Background: Hepatitis B leads to chronic liver disease, cirrhosis, and hepatocellular cancer. Viral markers and other laboratory tests used in diagnosis and follow-up of chronic hepatitis B (CHB) do not correlate well with disease activity and liver histopathology. For this reason, alternative tests that indicate disease activity are needed. We aimed to investigate the utility of serum complement levels for follow-up in patients with CHB with normal and high transaminase levels.
Methods: One hundred forty-three patients that were evaluated between 2009 and 2010 were included in the study. Hepatitis B early antigen negative CHB cases with high transaminase levels were evaluated as the first group, and cases with normal transaminase level (inactive hepatitis B surface antigen carrier) as the second group, patients with cirrhosis were included as a third group. Age, sex, hepatitis B surface antigen, anti-HBcAg IgM, hepatitis B early antigen, anti-δ, anti-HCV, anti-HIV, serum hepatitis B virus (HBV) DNA, alanine aminotransferase (ALT), aspartate aminotransferase (AST), γ-glutamyltranspeptidase (GGT), complement C3, and C4 levels of both groups were compared. The relationship between Knodell histologic activity index (HAI) score and fibrosis in liver biopsy specimens and serum complement levels of cases with high transaminase levels were investigated.

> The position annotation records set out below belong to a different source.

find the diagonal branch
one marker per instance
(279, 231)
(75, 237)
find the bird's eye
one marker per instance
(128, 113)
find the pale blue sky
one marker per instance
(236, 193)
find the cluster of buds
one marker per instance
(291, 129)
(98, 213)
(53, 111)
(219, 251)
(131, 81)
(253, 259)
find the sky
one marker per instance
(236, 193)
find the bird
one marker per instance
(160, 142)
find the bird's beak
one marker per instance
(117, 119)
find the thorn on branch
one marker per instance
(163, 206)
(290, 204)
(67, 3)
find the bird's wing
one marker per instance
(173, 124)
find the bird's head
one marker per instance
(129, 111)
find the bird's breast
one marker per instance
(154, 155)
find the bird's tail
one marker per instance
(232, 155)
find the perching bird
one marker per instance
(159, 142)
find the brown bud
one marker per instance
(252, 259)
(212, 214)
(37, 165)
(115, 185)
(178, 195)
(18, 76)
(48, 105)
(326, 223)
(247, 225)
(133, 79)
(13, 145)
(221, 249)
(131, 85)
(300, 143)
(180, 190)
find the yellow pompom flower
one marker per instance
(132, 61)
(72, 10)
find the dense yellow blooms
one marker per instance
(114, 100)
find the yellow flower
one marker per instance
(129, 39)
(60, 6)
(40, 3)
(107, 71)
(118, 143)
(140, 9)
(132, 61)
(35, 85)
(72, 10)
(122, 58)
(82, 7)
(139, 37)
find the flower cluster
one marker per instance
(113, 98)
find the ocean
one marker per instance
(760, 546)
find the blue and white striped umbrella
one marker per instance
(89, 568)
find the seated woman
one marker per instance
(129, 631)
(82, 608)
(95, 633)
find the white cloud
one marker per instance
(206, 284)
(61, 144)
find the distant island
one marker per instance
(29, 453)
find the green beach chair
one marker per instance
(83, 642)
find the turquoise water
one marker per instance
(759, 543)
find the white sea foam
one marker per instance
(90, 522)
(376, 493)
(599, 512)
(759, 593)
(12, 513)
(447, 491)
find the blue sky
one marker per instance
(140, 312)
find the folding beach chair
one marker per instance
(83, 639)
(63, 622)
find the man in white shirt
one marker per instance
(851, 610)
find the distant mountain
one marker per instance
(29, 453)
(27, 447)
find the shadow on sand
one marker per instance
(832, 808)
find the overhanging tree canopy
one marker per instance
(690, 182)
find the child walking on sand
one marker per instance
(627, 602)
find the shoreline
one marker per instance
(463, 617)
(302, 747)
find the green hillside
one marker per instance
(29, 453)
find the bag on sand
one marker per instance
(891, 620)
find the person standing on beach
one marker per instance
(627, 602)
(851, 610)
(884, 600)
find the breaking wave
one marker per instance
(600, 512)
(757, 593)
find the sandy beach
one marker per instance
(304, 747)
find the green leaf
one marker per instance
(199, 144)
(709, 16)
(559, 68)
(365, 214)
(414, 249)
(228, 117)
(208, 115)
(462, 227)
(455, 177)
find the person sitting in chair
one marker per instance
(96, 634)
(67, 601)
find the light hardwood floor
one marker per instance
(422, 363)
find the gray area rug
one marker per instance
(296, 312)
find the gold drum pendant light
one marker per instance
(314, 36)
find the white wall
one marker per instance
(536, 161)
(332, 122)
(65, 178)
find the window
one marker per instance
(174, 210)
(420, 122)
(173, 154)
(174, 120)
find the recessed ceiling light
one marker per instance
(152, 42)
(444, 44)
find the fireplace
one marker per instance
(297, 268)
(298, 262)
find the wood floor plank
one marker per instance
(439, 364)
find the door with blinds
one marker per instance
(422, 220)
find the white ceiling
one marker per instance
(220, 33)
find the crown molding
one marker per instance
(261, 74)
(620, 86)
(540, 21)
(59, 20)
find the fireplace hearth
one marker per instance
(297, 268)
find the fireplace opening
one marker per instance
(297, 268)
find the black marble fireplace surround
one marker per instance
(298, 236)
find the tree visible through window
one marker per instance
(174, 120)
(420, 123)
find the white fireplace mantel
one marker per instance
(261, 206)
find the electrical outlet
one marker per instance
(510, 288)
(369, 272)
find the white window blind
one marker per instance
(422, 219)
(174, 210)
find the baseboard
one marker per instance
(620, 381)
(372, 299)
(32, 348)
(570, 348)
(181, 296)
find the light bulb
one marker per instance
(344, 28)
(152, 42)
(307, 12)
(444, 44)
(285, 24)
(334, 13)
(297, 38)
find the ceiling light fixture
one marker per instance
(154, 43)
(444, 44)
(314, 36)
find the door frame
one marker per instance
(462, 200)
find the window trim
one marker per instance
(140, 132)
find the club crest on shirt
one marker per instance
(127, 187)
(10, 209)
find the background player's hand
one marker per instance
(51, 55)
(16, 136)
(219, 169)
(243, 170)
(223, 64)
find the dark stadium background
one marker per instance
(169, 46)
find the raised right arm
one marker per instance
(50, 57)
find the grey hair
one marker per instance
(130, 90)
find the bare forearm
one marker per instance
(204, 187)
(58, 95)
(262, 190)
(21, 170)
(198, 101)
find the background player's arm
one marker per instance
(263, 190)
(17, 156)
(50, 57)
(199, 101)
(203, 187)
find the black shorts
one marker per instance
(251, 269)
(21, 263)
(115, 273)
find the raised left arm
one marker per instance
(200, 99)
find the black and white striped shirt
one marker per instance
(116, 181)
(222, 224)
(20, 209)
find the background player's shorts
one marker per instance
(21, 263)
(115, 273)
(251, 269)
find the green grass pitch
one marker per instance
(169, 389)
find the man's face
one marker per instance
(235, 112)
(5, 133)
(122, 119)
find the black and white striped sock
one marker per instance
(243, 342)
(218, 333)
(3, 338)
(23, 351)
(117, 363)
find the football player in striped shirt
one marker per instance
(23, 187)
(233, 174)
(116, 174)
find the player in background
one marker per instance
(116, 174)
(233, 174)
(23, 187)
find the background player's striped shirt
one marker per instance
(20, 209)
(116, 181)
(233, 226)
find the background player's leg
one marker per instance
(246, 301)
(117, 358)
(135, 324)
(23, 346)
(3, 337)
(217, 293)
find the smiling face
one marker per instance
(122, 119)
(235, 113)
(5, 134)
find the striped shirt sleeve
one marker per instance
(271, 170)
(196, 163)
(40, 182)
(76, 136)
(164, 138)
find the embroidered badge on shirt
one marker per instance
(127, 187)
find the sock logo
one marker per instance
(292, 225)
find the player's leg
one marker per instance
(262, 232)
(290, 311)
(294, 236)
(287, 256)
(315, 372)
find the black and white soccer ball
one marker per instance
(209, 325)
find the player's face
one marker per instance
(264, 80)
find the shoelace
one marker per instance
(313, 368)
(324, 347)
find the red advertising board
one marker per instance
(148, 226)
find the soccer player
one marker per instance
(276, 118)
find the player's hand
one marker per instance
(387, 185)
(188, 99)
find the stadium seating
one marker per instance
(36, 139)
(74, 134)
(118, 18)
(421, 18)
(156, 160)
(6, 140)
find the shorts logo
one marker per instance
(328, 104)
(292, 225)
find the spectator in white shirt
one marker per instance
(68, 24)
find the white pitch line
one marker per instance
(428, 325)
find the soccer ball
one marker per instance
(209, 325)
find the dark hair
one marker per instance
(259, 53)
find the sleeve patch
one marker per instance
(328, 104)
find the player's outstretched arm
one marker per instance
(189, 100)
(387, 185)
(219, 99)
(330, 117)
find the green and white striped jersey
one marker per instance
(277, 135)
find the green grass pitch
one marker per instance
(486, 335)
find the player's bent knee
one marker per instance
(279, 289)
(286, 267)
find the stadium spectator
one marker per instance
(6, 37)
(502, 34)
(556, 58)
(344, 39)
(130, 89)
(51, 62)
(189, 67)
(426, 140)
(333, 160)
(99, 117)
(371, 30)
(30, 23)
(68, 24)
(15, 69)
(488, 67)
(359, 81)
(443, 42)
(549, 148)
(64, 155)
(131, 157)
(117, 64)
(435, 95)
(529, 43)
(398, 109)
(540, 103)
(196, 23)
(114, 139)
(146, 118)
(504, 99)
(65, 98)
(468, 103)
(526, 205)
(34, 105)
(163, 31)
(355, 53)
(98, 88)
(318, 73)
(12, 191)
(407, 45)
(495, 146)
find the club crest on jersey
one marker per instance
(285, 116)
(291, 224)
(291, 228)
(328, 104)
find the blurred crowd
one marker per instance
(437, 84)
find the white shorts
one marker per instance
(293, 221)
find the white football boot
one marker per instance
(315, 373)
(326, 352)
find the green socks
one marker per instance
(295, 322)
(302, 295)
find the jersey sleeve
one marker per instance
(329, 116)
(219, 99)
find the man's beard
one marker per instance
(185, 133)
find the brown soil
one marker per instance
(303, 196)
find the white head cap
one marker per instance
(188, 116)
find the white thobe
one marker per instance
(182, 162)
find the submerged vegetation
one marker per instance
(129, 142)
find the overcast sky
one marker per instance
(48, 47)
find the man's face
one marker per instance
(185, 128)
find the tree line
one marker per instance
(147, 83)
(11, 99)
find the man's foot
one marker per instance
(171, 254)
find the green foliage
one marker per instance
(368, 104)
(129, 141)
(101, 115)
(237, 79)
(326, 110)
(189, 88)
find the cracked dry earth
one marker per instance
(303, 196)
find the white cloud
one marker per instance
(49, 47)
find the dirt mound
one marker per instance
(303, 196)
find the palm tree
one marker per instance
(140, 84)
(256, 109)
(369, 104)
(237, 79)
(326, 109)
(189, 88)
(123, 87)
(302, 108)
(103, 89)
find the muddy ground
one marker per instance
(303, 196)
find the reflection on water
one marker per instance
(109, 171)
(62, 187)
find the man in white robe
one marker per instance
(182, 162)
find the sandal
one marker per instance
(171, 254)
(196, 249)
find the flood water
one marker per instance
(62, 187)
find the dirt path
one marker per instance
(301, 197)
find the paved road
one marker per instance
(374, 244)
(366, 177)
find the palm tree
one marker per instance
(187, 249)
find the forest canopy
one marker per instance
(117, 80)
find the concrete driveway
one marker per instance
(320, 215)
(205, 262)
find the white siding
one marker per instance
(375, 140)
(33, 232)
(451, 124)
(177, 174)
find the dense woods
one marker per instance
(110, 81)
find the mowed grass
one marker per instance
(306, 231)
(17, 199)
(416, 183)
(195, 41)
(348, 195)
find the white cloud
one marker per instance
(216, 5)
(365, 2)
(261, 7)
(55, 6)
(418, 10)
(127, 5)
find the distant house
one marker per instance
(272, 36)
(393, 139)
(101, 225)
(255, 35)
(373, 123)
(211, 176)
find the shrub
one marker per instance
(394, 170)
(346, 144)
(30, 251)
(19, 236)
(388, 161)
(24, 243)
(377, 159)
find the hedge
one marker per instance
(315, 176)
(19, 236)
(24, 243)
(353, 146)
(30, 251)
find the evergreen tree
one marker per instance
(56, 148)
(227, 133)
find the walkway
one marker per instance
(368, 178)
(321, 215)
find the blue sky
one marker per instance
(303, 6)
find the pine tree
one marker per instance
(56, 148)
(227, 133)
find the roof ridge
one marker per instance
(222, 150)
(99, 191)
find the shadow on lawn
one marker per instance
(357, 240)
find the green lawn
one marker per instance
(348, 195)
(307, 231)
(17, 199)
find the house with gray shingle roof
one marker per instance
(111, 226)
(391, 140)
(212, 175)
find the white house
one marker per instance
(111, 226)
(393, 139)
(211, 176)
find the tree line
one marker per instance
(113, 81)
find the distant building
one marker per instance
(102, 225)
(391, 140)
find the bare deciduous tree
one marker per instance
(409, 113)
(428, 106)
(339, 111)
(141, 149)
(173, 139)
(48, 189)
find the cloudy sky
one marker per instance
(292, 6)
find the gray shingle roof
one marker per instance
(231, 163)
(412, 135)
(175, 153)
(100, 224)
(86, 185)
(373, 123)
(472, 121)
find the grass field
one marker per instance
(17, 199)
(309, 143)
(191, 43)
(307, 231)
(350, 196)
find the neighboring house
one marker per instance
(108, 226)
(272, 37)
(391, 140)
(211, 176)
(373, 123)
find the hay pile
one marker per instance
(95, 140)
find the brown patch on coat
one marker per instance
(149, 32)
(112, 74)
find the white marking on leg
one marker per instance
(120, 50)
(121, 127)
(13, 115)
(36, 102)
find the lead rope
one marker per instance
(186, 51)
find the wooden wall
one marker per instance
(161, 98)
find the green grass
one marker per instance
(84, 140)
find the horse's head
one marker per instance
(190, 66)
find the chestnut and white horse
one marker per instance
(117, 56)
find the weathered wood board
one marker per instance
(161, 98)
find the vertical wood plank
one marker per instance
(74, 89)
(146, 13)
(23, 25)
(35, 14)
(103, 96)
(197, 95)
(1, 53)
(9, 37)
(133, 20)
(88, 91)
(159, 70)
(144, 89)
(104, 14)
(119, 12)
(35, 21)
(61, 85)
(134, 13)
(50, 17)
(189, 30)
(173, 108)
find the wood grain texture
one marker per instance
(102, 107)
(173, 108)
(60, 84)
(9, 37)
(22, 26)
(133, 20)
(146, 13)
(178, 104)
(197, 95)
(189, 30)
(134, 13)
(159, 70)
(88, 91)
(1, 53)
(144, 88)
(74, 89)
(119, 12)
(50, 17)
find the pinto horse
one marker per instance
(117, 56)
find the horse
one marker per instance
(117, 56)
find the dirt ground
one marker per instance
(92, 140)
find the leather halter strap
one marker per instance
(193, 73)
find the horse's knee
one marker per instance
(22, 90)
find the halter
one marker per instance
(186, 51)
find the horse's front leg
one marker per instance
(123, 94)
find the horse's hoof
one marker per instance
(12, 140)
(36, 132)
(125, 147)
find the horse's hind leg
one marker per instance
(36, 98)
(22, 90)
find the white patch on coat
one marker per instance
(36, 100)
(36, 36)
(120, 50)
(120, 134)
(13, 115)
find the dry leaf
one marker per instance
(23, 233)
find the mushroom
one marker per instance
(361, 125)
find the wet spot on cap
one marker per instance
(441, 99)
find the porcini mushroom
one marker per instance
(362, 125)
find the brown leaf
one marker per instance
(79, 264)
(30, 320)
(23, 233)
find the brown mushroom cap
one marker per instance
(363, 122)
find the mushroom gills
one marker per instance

Findings: There were 49 patients with CHB with high transaminase levels; (Female/Male: 22/27). Mean age was 42.3±15.7 y, ALT=104.41±101.74, AST=69.7±65.2, GGT=35.37±20.4, C3 level=104.2±28.8, C4=16.11±4.17, and HBV DNA >2000 IU/mL (>105 copies/mL) in all cases. Remaining 27 patients had cirrhosis. There were 67 patients with CHB with normal transaminase levels (Female/Male: 32/35). Mean age was 39.56±12.9 y, ALT=22.7±5.5, AST=22±5.18, GGT=48.8±60.4, C3=117.85±22.15, and C4=21.44±5.46. Serum complement C4 level in 4 of the CHB cases with normal transaminase levels was low. Serum C3 (P=0.024) and C4 (P=0.001) levels in patients with CHB with high transaminase level were significantly lower. Low serum complement levels were negatively correlated with Knodell-HAI scores in patients with high transaminase levels (r=-0.84; P<0.001). There was no correlation between HAI and HBV DNA, AST, ALT, and GGT. There was no significant correlation between complement C3 and C4 levels and ALT, AST, HBV DNA, and GGT in any of the groups. Child score in patients with cirrhosis negatively correlated with both C3 (P=0.001) and C4 levels (P=0.001). Complement levels in patients with cirrhosis and CHB with high transaminase levels did not significantly differ.
Results: Serum complement C4 levels (in contrast to virologic markers and transaminases) significantly correlate with liver biopsy findings and may be a useful indicator of disease activity and/or damage in patients with CHB with high transaminase levels.